Du Jour: TJ McConnaughey, Louisiana Culinary Institute
May was a big month for Louisiana Culinary Institute student TJ McConnaughey. The Travers City, Mich., native won the right to cook at the 2010 Cannes International Film Festival’s American Pavilion. “It was the trip of lifetime,” said McConnaughey, 25. In the weeks leading up to the festival, McConnaughey and several other LCI students participated in the school’s annual Race to Cannes face-off, in which they produced original recipes using assigned ingredients. McConnaughey won top honors, sealing the deal in the final “vegetarian” round with a duet of homemade ravioli. One he filled with mock Spanish chorizo of chilies, mushrooms, spices and tofu passed through a meat grinder to give it the right texture. The other was stuffed with silken tofu seasoned to taste like ricotta cheese. Two sauces accompanied the dish, simple butter tomato and roasted eggplant puree.

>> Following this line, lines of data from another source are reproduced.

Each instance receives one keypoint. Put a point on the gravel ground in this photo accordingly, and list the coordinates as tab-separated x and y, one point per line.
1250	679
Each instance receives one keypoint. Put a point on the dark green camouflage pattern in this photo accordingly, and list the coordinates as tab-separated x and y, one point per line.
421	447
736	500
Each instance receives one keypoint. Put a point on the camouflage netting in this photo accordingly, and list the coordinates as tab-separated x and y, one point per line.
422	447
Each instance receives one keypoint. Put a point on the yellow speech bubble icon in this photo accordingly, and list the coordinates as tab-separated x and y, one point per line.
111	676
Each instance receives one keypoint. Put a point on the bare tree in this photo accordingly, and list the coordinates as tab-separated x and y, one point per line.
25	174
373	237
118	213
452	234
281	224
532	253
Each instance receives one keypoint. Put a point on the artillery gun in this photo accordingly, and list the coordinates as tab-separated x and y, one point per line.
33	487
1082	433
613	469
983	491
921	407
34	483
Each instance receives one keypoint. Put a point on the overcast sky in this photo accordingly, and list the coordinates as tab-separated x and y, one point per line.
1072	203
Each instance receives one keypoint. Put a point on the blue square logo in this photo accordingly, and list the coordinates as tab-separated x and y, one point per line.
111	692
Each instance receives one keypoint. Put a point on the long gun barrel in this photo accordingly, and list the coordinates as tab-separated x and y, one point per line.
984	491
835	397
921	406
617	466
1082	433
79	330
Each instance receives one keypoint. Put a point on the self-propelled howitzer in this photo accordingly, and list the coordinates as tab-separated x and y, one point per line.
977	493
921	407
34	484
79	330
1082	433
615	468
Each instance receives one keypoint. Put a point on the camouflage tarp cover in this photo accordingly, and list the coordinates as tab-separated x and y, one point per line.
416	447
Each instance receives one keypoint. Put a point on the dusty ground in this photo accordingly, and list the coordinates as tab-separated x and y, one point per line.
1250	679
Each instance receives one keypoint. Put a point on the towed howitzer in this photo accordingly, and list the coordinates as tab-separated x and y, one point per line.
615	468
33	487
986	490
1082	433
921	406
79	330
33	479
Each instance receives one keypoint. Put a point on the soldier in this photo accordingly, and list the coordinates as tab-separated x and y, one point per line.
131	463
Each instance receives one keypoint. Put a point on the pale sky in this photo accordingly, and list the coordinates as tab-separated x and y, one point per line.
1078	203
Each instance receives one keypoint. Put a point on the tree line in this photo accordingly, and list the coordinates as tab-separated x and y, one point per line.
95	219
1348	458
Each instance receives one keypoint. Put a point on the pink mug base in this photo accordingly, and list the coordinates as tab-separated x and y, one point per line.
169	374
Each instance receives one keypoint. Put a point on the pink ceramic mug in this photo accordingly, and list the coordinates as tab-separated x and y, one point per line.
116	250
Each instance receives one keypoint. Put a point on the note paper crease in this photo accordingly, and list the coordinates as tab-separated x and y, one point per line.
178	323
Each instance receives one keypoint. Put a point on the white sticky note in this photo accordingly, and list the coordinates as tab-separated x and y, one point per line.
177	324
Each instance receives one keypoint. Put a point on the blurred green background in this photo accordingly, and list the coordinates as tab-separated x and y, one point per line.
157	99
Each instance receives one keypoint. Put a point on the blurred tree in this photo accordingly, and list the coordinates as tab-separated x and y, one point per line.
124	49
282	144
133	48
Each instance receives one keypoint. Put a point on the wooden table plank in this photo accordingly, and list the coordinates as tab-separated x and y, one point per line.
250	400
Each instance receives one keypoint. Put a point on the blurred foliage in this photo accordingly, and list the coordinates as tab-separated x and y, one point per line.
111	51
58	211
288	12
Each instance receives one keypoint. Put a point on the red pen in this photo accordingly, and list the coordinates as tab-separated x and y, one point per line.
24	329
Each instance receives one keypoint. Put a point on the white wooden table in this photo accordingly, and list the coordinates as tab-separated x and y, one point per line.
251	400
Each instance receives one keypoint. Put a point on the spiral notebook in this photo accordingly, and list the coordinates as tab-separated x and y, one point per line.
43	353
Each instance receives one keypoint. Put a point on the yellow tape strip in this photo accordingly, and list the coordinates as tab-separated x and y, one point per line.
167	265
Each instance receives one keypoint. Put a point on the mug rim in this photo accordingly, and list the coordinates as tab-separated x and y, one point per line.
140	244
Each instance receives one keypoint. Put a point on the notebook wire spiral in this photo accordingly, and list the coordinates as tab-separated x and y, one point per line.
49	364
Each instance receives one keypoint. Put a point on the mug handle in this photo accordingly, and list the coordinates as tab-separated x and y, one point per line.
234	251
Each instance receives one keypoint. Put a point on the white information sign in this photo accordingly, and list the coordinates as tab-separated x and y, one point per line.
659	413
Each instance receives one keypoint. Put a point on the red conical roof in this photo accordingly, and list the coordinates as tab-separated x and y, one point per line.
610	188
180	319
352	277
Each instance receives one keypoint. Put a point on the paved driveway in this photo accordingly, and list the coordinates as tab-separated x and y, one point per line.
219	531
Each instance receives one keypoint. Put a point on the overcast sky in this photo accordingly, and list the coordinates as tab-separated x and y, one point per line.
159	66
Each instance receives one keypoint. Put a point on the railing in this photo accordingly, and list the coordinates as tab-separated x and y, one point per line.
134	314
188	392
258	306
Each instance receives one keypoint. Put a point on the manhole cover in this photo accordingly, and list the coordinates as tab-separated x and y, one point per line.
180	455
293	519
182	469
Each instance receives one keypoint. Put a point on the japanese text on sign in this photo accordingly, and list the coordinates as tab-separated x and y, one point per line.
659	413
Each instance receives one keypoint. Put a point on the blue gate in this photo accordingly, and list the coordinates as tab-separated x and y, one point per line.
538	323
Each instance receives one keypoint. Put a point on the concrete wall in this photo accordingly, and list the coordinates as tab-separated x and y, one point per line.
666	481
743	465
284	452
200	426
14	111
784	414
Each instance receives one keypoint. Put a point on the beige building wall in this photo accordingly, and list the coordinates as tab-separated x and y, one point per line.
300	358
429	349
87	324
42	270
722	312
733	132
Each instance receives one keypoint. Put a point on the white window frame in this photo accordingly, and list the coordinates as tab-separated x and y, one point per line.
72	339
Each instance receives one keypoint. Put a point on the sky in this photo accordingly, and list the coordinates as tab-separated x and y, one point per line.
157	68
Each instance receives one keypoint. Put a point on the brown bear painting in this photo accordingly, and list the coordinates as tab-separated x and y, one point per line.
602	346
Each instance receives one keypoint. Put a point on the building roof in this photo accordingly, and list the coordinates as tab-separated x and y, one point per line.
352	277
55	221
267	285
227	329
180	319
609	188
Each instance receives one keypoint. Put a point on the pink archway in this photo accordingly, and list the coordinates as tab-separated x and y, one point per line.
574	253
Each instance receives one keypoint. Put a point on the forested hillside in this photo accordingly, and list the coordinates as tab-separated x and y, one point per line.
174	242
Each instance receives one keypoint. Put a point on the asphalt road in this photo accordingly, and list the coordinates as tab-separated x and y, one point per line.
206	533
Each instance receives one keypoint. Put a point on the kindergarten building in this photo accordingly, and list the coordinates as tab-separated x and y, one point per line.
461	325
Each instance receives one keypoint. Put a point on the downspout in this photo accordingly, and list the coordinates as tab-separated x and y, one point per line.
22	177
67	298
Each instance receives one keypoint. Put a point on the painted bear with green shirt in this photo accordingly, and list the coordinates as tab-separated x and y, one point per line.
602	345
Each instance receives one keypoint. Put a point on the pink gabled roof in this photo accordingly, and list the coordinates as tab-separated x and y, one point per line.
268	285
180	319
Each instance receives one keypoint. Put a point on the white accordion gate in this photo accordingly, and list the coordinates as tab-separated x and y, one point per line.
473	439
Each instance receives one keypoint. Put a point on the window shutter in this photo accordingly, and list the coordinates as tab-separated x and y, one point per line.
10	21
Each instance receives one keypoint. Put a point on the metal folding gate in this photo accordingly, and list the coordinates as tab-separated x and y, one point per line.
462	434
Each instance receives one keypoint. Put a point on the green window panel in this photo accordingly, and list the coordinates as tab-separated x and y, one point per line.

At the American Pavilion, McConnaughey and LCI second prize winner, Nathan Roose, cooked fast and furiously in close quarters for nearly two weeks. The tent housed a bar and restaurant and was the main stop for hungry Americans in the film business. The kitchen, however, was tiny. “It was like one in a small mobile home, and there were usually about 4-6 people working in it,” says McConnaughey. With access to only Panini grills, toaster ovens and hot plates, and with pressure to produce sometimes 200 plates at a time, McConnaughey says it taught him a valuable lesson: efficiency.
McConnaughey chose Baton Rouge for his culinary arts degree because he was drawn to the flavors of South Louisiana and the American South. Over the course of his tenure at LCI, he’s become a faithful user of native ingredients. “Grits,” he says, “I’m totally in love with them.”